A report by the U.S. Census Bureau found that Madison, Wisconsin, and Minneapolis, Minnesota, have the second and third highest percentage of people riding bicycles to work of U.S. cities with populations over 100,000 – 5.1 percent and 4.1 percent respectively. Only residents of Portland, Oregon, commute by bike more.

Nationwide bike commuting has increased 60 percent over the past decade, from about 488,000 in 2000 to about 786,000 between 2008 and 2012.

Bicyclists still account for just 0.6 percent of all commuters. But some of the nation’s largest cities have more than doubled their rates since 2000, including Minneapolis, where the rate increased from 1.9 percent to 4.1 percent.

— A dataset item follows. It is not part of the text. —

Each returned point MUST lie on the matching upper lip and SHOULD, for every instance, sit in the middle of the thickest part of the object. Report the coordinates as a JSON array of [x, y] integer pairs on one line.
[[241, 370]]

Elsewhere in the upper Midwest, bike commuting remains negligible. The Des Moines Register noted that workers who bike to their jobs account for 1 percent or more in just four Iowa cities (the highest being 3.9 percent in Iowa City). Only 0.4 percent of Des Moines commuters bicycle to their workplaces, the data released shows.

The data was drawn from a survey asking how people “usually” get to work. So people who said they rode their bikes two days a week but drove or took mass transit the rest of the week were not counted as bike commuters. The survey also didn’t count those who run errands by bike or pedal for other transportation-related reasons other than for work.